Diabetic kidney disease: Radiological assessment and clinical correlations

Table 1 Histological classes of diabetic kidney disease

Histologic class	Glomerular	Tubulointerstitial	Vascular
Class I	Isolated thickening of the GBM. Minimal or absent mesangial alterations[18]	Normal or tubular hypertrophy (secondary to hyperfiltration)	Normal or mild arteriolar hyalinosis (more common in the efferent arteriole)[17]
Class II	Diffuse mesangial matrix expansion, mild (IIa) or severe (IIb). Absence of nodular lesions (Kimmelstiel-Wilson) and global glomerulosclerosis < 50%[18]	Focal tubular atrophy and interstitial fibrosis (correlated with the severity of mesangial expansion). Glycogen accumulation in tubular epithelial cells (Armanni-Ebstein lesions)[19]	More evident arteriolar hyalinosis, often involving both afferent and efferent arterioles[17]
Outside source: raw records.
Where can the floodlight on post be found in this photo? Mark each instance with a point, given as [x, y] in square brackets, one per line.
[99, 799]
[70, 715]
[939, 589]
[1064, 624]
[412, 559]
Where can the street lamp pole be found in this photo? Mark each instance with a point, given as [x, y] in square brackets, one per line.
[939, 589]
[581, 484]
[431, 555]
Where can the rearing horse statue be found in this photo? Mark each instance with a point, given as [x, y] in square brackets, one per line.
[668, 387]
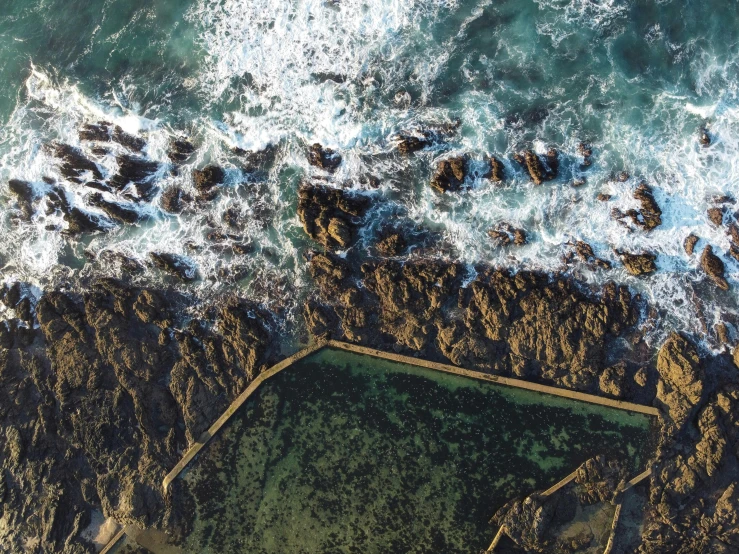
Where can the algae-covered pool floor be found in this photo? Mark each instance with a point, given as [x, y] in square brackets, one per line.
[348, 453]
Class III	Presence of at least one Kimmelstiel-Wilson nodular lesion. Nodules are acellular and PAS-positive. Global glomerulosclerosis < 50%[19]	Moderate-to-severe IFTA. Infiltration of inflammatory cells[19]	Marked arteriolar hyalinosis. Atherosclerosis of interlobular arteries (characteristic of DKD, but not specific)[17,20]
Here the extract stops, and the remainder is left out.